Interpellé à Mateur, le député Ahmed Saidani fait l’objet de poursuites fondées sur l’article 86 du Code des télécommunications. Son bloc parlementaire dénonce une atteinte à l’immunité parlementaire et réclame sa libération.
Le député Ahmed Saidani a été interpellé mercredi 4 février à Mateur. Les motifs de cette arrestation ont été détaillés jeudi matin par la députée Olfa Marouani lors d’une intervention sur les ondes de Jawhara fm. Les poursuites engagées reposent sur l’article 86 du Code des télécommunications, en lien avec des publications diffusées sur Facebook.
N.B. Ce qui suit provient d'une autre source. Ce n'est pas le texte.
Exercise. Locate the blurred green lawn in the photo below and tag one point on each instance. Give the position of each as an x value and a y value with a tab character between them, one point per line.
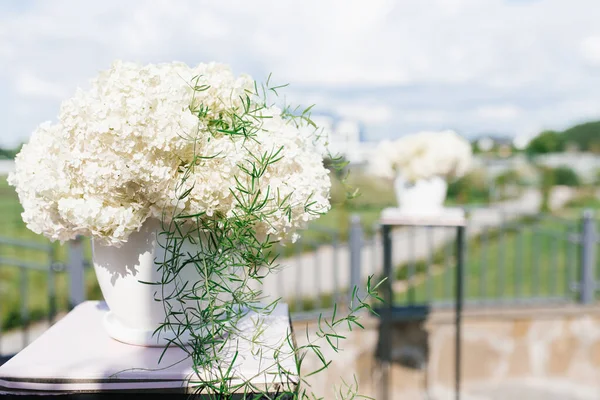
376	194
Une base juridique fondée sur l’article 86
Selon les précisions fournies, la procédure a été déclenchée à la suite d’une auto-saisine du ministère public. Le texte invoqué prévoit une peine d’emprisonnement de un à deux ans et une amende pour toute personne qui, sciemment, porte préjudice à autrui ou trouble sa quiétude via les réseaux publics de télécommunications.
Les faits reprochés au parlementaire concerneraient des publications jugées attentatoires à la personne du président de la République.
Garde à vue et interrogatoires en cours
Ahmed Saidani a été placé en garde à vue pour une durée de quarante-huit heures. Des interrogatoires sont en cours, selon les déclarations de sa collègue députée.
Le bloc de la Ligne nationale souveraine, auquel appartient le député, a vivement réagi à cette interpellation. Dans un communiqué publié après son arrestation dans un café de Mateur, le bloc dénonce une « violation manifeste » des procédures légales.
Il appelle les autorités judiciaires et sécuritaires à procéder à la libération immédiate du député et à veiller au respect strict des cadres légaux en cas de poursuites.
Le bloc parlementaire estime que cette arrestation constitue une atteinte aux garanties constitutionnelles relatives à l’immunité des députés pour leurs positions, déclarations et actes dans l’exercice de leurs fonctions.